Warsaw, Poland – Iran‘s foreign minister has criticised a Middle East conference co-hosted by the US in the Polish capital calling it “another attempt by the United States to pursue an obsession with Iran”.
The denunciation came as hundreds of demonstrators protested on Wednesday outside the venue against the Iranian government demanding “regime change”.
The anti-Tehran demonstration was organised by the National Council of Resistance in Iran, and protesters hoisted Iranian flags and held banners against the political repression in the Islamic Republic.
Foreign Minister Mohammad Javad Zarif said at a news briefing in Tehran that the two-day Warsaw meeting attended by the delegations from 60 countries was “dead on arrival”.
The conference and demonstration came as 20 members of Iran’s elite Revolutionary Guard were killed in a suicide attack in the southeast of the country.
Describing the Poland meeting as the “Warsaw Circus”, Zarif said it was “no coincidence that Iran is hit by terror on the very day” the talks began in the Polish capital.
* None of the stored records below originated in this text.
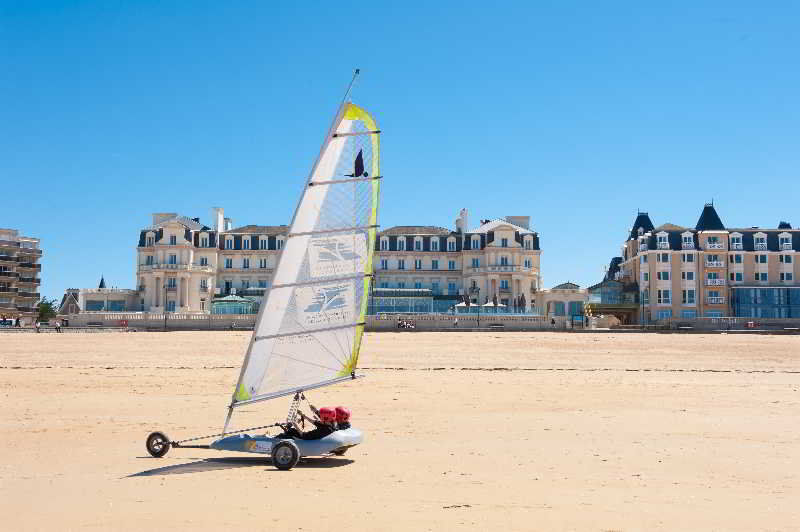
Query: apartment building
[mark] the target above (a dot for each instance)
(182, 264)
(497, 259)
(19, 274)
(711, 270)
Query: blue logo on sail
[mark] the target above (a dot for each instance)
(328, 299)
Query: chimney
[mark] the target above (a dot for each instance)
(462, 222)
(218, 219)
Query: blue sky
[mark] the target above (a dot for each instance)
(575, 113)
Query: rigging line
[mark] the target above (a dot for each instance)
(327, 231)
(336, 181)
(322, 281)
(309, 331)
(303, 361)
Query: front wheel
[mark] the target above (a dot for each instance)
(157, 444)
(285, 455)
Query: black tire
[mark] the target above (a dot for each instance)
(157, 444)
(285, 455)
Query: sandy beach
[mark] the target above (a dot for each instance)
(482, 431)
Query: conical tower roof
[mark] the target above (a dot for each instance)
(709, 219)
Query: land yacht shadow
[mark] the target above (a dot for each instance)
(216, 464)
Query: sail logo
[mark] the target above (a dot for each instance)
(329, 304)
(337, 255)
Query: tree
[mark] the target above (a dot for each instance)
(47, 308)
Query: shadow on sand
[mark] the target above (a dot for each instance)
(215, 464)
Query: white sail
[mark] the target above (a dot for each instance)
(309, 328)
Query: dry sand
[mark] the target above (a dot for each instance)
(568, 432)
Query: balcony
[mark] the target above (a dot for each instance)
(29, 294)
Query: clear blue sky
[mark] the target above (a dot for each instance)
(575, 113)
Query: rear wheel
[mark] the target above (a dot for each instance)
(285, 455)
(157, 444)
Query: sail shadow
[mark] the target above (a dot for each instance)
(201, 466)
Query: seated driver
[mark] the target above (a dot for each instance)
(322, 428)
(342, 418)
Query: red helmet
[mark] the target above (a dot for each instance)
(342, 414)
(327, 415)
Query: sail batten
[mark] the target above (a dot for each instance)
(310, 325)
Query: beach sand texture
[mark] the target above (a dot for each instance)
(483, 431)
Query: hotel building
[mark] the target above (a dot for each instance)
(19, 274)
(711, 270)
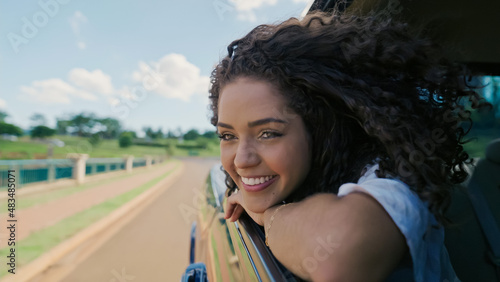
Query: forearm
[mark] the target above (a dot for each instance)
(299, 234)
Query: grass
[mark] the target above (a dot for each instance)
(216, 260)
(41, 198)
(42, 241)
(26, 148)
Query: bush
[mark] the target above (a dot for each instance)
(95, 139)
(126, 140)
(42, 131)
(7, 128)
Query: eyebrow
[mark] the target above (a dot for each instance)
(254, 123)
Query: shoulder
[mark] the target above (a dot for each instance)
(369, 242)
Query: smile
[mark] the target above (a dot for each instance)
(256, 184)
(258, 180)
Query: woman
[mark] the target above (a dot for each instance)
(342, 137)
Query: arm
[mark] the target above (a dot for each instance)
(327, 238)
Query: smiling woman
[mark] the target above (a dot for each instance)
(266, 152)
(358, 127)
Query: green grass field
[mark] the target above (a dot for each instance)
(25, 148)
(42, 241)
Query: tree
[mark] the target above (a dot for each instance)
(126, 139)
(38, 119)
(148, 131)
(83, 123)
(42, 131)
(171, 134)
(95, 139)
(158, 134)
(3, 115)
(210, 134)
(111, 127)
(7, 128)
(191, 135)
(62, 126)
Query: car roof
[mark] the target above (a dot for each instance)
(467, 30)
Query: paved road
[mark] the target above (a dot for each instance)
(154, 245)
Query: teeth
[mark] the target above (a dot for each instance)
(255, 181)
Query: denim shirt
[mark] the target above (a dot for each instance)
(425, 240)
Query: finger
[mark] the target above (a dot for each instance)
(237, 213)
(229, 210)
(231, 205)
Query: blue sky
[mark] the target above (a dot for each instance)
(146, 63)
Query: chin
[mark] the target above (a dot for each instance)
(257, 206)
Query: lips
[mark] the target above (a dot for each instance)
(260, 186)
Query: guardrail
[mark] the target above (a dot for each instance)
(77, 166)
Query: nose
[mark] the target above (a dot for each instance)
(246, 155)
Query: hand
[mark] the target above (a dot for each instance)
(236, 206)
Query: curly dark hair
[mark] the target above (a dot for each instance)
(368, 90)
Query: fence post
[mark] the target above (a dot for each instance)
(129, 163)
(17, 174)
(149, 160)
(51, 173)
(79, 166)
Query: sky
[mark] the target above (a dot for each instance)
(145, 63)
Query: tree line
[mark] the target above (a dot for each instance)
(95, 129)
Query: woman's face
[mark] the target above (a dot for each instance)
(264, 146)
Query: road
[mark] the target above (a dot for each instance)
(153, 246)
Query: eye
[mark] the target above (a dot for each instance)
(270, 134)
(226, 137)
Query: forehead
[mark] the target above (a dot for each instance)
(251, 98)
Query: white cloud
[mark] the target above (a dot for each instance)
(76, 21)
(81, 45)
(54, 91)
(93, 81)
(248, 5)
(246, 8)
(172, 77)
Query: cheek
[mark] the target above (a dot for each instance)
(227, 157)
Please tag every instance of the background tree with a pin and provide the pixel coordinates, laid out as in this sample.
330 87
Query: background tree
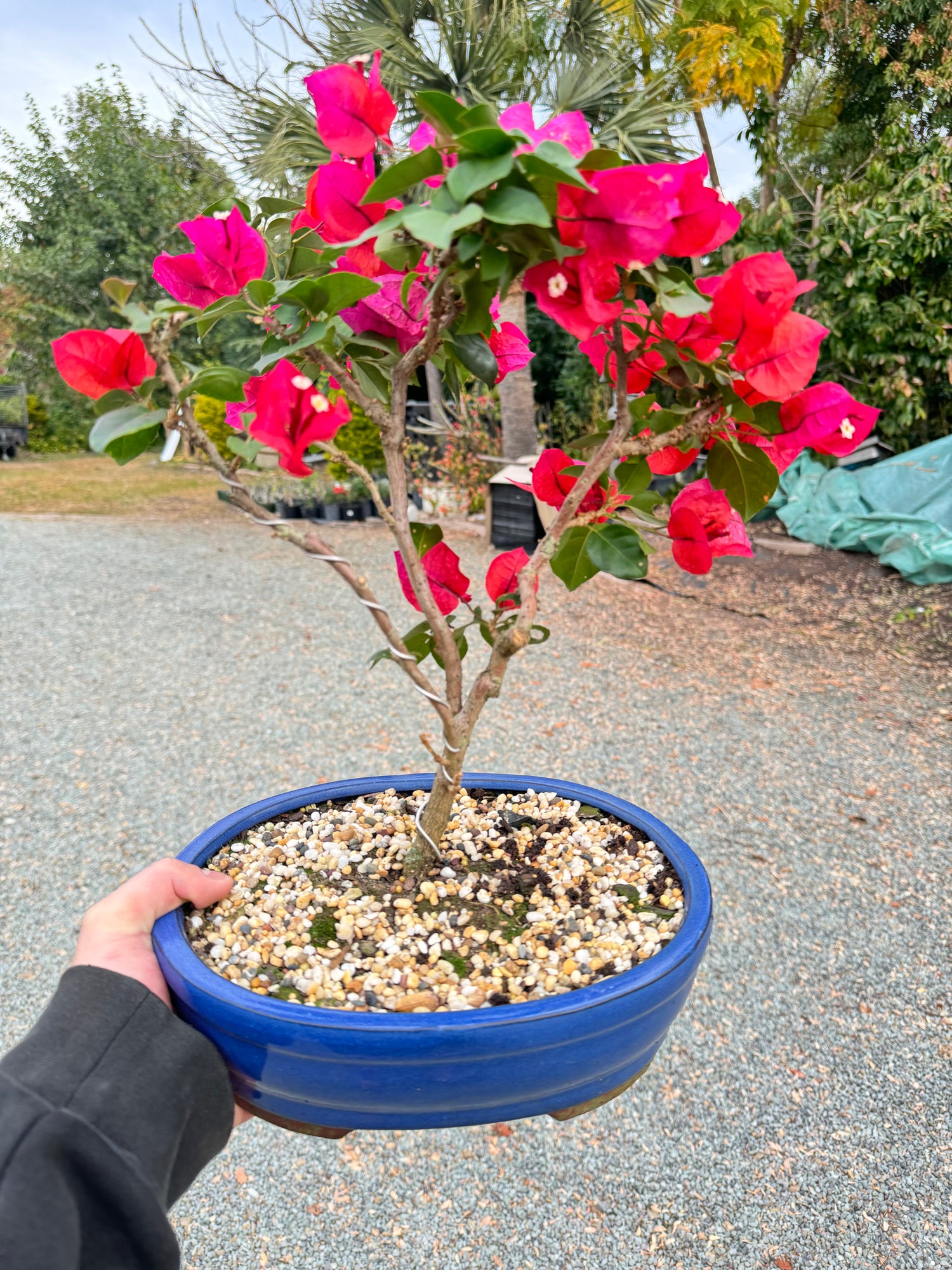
98 190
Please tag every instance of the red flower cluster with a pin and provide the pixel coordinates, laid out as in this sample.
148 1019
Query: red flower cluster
96 363
352 112
229 255
290 415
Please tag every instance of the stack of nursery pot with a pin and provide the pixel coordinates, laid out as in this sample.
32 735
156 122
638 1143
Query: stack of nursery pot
456 948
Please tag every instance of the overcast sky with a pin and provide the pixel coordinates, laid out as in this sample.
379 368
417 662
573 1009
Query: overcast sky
48 48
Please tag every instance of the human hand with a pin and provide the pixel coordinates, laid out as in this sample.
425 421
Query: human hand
117 933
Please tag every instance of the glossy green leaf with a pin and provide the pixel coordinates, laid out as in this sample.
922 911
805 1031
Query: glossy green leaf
314 335
598 161
131 445
124 422
223 383
442 110
634 476
114 401
248 450
572 562
475 355
618 549
516 206
746 476
439 228
425 537
473 175
404 176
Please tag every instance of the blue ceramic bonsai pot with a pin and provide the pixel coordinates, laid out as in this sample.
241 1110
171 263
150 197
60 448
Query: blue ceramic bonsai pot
331 1071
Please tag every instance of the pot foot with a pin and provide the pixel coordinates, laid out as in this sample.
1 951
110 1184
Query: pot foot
315 1131
593 1104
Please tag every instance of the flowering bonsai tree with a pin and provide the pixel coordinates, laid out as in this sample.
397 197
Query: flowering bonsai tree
395 262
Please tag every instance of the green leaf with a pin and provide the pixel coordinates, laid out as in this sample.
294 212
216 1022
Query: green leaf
112 402
425 537
440 228
746 476
131 445
272 206
634 476
767 418
536 166
516 206
598 161
572 562
475 355
442 110
225 205
314 335
346 289
220 309
261 291
478 117
119 290
121 424
223 383
473 175
248 450
618 549
404 176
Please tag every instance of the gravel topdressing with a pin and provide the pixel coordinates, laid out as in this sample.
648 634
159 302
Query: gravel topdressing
535 896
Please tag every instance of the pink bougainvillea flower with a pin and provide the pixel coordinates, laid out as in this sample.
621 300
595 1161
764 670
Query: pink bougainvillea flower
708 220
628 217
696 332
387 314
352 111
785 363
447 582
95 363
291 415
553 485
229 255
704 526
511 347
824 418
571 130
503 577
426 135
578 294
755 295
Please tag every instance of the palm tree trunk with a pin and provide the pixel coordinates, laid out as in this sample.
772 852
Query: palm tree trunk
517 403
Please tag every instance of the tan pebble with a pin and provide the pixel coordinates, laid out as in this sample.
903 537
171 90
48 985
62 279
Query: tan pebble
413 1001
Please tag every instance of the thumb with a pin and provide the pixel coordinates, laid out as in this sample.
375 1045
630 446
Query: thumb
140 902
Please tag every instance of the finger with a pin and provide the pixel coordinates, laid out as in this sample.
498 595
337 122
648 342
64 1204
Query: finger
161 888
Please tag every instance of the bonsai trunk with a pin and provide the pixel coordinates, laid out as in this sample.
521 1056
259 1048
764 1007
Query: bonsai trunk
517 402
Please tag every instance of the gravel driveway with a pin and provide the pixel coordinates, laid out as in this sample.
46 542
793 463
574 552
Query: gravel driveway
157 676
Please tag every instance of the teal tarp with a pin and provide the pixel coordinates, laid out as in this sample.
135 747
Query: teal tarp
899 510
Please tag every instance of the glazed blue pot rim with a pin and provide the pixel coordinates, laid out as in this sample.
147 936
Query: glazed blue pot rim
169 932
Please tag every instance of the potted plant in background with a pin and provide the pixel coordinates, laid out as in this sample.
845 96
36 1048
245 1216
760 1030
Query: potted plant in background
441 949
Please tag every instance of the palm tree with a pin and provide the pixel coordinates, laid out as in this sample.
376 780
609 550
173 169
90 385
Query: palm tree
562 55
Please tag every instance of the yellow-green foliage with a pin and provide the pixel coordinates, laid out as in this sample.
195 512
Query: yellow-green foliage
210 416
360 439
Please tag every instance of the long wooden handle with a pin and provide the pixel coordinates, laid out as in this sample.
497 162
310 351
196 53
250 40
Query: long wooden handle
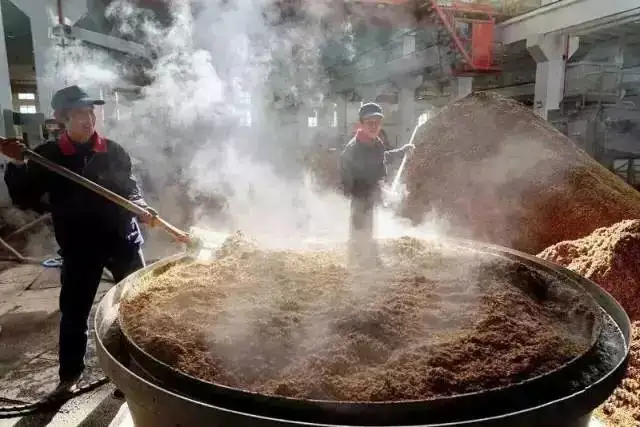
396 179
104 192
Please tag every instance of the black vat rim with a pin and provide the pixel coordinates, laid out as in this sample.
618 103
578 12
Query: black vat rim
510 398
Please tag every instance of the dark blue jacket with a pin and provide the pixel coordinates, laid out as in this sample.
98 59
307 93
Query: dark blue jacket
364 164
82 220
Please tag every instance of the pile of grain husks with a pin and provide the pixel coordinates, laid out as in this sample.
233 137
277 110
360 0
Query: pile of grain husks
611 258
302 324
501 174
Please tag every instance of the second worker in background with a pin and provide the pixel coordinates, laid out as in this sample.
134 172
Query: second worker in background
363 165
93 233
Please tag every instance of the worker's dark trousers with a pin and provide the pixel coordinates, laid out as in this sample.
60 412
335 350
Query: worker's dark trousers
363 250
80 278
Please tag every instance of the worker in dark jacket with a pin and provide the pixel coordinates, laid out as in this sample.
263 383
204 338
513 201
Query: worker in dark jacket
363 167
92 232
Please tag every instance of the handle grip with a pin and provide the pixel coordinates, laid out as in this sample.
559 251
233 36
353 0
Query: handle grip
104 192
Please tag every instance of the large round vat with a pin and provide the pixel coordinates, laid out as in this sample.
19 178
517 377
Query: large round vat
159 396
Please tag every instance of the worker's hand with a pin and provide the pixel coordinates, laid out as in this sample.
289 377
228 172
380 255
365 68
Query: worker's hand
408 149
150 220
12 148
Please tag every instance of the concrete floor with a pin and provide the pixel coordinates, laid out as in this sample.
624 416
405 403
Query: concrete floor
28 351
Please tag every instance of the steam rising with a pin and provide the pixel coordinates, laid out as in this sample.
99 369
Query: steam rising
209 128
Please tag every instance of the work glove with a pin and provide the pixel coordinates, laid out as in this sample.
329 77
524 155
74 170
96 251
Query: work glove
150 220
12 148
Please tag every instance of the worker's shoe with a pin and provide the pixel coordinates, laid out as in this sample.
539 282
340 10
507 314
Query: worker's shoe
65 388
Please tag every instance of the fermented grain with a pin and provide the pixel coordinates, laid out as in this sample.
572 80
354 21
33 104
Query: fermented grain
502 174
611 257
433 321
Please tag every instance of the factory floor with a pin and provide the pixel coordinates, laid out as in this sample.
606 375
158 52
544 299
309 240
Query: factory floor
28 361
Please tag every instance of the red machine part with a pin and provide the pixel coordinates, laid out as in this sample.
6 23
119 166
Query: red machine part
470 27
477 49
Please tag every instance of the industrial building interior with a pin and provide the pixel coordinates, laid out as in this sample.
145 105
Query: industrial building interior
572 63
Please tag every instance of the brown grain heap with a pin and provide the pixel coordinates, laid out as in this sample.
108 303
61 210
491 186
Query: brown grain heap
608 256
611 257
501 174
433 321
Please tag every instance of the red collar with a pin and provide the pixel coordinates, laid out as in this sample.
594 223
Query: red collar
68 147
373 141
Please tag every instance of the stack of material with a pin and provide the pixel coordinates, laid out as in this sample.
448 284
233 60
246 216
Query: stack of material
501 174
611 258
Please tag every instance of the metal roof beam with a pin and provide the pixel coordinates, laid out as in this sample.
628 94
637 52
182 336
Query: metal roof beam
575 17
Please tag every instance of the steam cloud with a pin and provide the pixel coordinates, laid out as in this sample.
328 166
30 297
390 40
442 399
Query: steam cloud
217 66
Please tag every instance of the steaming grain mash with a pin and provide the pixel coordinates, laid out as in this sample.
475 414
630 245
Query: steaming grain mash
433 321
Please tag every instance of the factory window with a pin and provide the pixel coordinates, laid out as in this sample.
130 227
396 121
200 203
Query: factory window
28 109
26 96
246 122
423 119
312 121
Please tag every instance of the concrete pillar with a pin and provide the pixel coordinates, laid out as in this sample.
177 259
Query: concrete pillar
407 112
551 53
408 44
461 87
407 107
6 96
341 108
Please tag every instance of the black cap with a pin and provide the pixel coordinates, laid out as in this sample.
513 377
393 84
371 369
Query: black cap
72 97
370 109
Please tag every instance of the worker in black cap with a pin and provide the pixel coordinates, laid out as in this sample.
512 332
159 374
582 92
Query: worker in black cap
92 232
363 167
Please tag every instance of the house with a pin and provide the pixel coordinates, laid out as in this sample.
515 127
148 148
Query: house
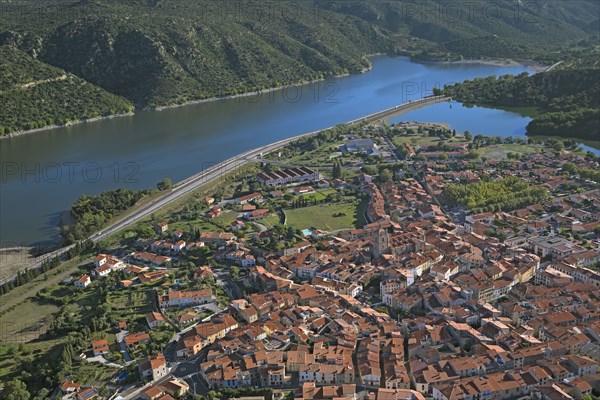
154 319
102 271
151 258
484 218
162 227
87 394
69 387
187 317
179 246
136 339
83 282
303 190
153 367
257 214
237 225
100 347
175 387
214 212
289 175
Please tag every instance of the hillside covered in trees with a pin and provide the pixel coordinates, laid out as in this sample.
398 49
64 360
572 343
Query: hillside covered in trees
567 101
158 53
35 95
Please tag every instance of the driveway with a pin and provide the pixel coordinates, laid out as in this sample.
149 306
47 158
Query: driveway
102 360
121 340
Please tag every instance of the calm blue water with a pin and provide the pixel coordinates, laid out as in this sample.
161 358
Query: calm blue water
477 120
43 174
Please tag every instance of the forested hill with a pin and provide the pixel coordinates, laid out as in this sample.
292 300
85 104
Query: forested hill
34 95
165 52
567 101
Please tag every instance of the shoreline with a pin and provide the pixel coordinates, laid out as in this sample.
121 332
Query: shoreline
499 62
73 123
496 62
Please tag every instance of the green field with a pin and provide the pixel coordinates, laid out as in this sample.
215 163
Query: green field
322 216
26 322
499 151
422 140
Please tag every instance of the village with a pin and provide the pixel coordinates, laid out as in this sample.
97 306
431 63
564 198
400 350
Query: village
387 288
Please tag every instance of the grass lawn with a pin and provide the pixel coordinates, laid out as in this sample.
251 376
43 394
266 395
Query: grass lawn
11 261
322 216
94 374
26 322
271 220
130 305
499 151
421 140
49 349
319 157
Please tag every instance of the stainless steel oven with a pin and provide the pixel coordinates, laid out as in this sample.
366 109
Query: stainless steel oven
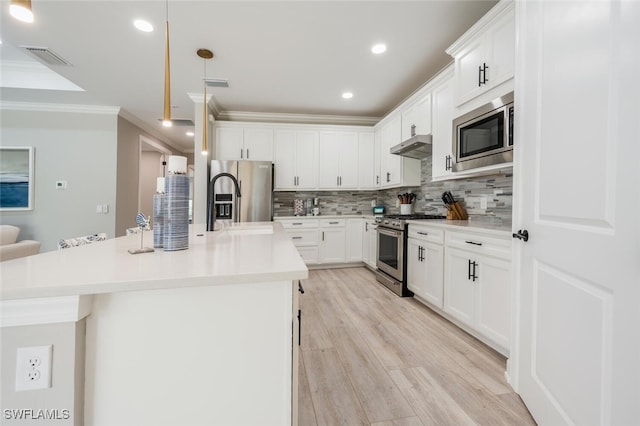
392 245
391 252
484 136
“Especially when cohorts of same terrorists cheer it from Warsaw streets & support it with twitter bots? US seems to always make the same wrong choices, but expect different results,” Zarif wrote on Twitter.
Is it no coincidence that Iran is hit by terror on the very day that #WarsawCircus begins? Especially when cohorts of same terrorists cheer it from Warsaw streets & support it with twitter bots? US seems to always make the same wrong choices, but expect different results.
— Javad Zarif (@JZarif) February 13, 2019
Attending the meeting, Israeli Prime Minister Benjamin Netanyahu said it was important because Arab and other leaders “are sitting down together with Israel in order to advance the common interest of war with Iran”.
Some of the demonstrators, mostly Iranian dissidents in exile, imitated public executions that took place in Iran. One protester with a mask of Iran’s Supreme leader Ayatollah Ali Khamenei held a paper ballistic rocket.
“In order to have a piece and security in the Middle East there has to be a major change in theocratic dictatorship in Iran and it must end – and end quickly – in order to have peace and stability,” said Rudy Guiliani, the personal lawyer of US President Donald Trump who attended the conference and addressed the rally.
Giuliani, who represents the exiled Iranian opposition group People’s Mojahedin Organization of Iran (PMOI/MEK) at the Warsaw conference, said Iran cannot be trusted to comply with the requirements of JCPOA, the 2015 nuclear deal that was signed to prevent Tehran from building nuclear weapons in exchange for sanctions relief.
Tehran needs to be isolated because of its destabilising influence in the region, he said, insisting he did not represent Trump at the event.
Giuliani, the former New York City mayor, said the main goal of the protest was to push the participants of the conference to focus on Iran.
‘Regime change’
Speaking to journalists after his speech, Giuliani called for “regime change” in Iran.
Robert Torricelli, a former US senator who also attended the Warsaw conference representing PMOI/MEK, was also categorical with the call for different leadership in the country.
He dismissed attempts at negotiations with Tehran, saying: “We have hoped for the best for 40 years and they have answered us with terrorism, oppression and death.”
“The thousands of martyrs in Iran, laying in their graves are a testament to the fact there is no negotiating with this regime. The regime must end now,” he said.
In Tehran, Ayatollah Khamenei said on Wednesday that negotiations with the US would bring “nothing but material and spiritual harm”.
“The resolution of any issues is not imaginable,” he said. The talks would be like “going on your knees before the enemy and kissing the claws of the wolf”.
Khamenei’s remarks were part of a seven-page statement read out word-for-word on Iranian state television and heavily promoted in the run-up to its release.
The remarks come two days after the 40th anniversary of the 1979 Islamic Revolution amid heightened tensions between Tehran and Washington.